Financial inclusion doesn’t mean ‘shoving credit down the throats of the poor’
JOHANNESBURG - South Africa’s banks need to better tailor their products to consumers’ needs to increase equality rather than just offering more credit, the central-bank governor has said.
“People think financial inclusion is like shoving credit down the throats of the poor and that is not quite financial inclusion,” Lesetja Kganyago said in a virtual event. While access to credit is very important, it must be tested against affordability, he said.
SA has battled to meaningfully include a larger portion of its population in mainstream finance, with few lower-income earners able to access loans from banks. That’s just one factor helping to maintain the nation’s position as the world’s most unequal society, a status quo that stems from the system of white minority rule which ended in 1994.

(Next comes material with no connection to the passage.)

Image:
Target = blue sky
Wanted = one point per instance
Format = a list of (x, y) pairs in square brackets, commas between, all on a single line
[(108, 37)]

The country’s banks have also been criticised for sluggish progress in increasing black representation in their ownership structures and top management. A report by the Banking Association of South Africa found that Black ownership measures in most categories tracked declined between 2016 and 2019, though most remained above the nation’s Financial Sector Code targets.
A preoccupation with ownership in the financial industry, however, has blinded South Africans to other opportunities to foster transformation, Standard Bank Group’s South African head Lungisa Fuzile said at the same forum. – BLOOMBERG NEWS.